John Kerry exits as special climate envoy – but he isn’t done with politics quite yet
John Kerry, who has led the United States’ climate mission on the global stage for the past three years,is leaving his post on Wednesday.
The special presidential envoy for climate, 80, announced that he was stepping down in January.
“In three years, Secretary Kerry has tirelessly trekked around the world – bringing American climate leadership back from the brink and marshalling countries around the world to take historic action to confront the climate crisis,” said White House chief of Staff, Jeff Zients, in a statement to The Independent, at the time.
Mr Kerry, a longtime senator and secretary of state under Barack Obama, was the obvious choice for President Joe Biden, who created the role after winning the White House in 2020.
Appointing Mr Kerry to lead negotiations more typically handled by non-public facing bureaucrats signalled that America was back in the global climate fight after spending four years out in the wilderness under former president Donald Trump.

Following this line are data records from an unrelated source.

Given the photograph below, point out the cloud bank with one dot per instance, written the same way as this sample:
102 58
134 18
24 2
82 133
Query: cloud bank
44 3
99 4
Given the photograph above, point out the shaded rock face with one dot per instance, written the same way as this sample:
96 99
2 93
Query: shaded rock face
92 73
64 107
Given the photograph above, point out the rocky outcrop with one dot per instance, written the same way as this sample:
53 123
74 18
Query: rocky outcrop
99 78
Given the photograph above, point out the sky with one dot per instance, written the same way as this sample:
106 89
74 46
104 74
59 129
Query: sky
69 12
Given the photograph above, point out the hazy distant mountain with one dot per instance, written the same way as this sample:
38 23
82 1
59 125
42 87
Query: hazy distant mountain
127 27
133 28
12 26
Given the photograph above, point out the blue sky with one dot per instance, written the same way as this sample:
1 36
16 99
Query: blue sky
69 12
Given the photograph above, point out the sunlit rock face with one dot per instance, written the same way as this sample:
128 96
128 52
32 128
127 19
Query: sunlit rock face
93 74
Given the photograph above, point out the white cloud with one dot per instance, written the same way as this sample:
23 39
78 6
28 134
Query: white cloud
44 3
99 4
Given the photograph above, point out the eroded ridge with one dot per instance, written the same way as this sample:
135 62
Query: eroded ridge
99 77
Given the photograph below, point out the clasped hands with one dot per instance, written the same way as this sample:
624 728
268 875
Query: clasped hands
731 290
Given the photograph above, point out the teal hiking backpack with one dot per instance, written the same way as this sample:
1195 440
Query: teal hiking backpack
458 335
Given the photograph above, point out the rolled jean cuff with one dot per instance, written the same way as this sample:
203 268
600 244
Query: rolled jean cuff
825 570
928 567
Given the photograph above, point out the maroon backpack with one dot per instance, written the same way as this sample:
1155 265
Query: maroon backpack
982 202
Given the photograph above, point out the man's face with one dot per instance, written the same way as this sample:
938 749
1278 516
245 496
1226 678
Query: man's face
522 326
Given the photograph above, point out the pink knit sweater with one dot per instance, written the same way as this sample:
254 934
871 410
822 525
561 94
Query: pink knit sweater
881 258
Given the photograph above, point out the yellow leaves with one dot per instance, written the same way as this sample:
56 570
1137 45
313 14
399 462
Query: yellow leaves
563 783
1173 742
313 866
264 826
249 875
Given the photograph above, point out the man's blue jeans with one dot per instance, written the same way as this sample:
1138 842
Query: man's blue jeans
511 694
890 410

“The world will know that one of my closest friends, John Kerry, is speaking for America on one of the most pressing threats of our time,” Mr Biden said.
But the selection of Mr Kerry also provoked the ire of Republicans and conservative media who goaded him over international trips, and claimed that he regularly traveled by private jet.
Mr Kerry pushed back on that accusation during a House committee hearing last year, calling it “one of the most outrageously persistent lies that I hear”.
“I don’t own a private jet. I personally have never owned a private jet,” he said. A family jet belonging primarily to his wife, the billionaire philanthropist Teresa Heinz, had been sold, he said – though he did not expand on when.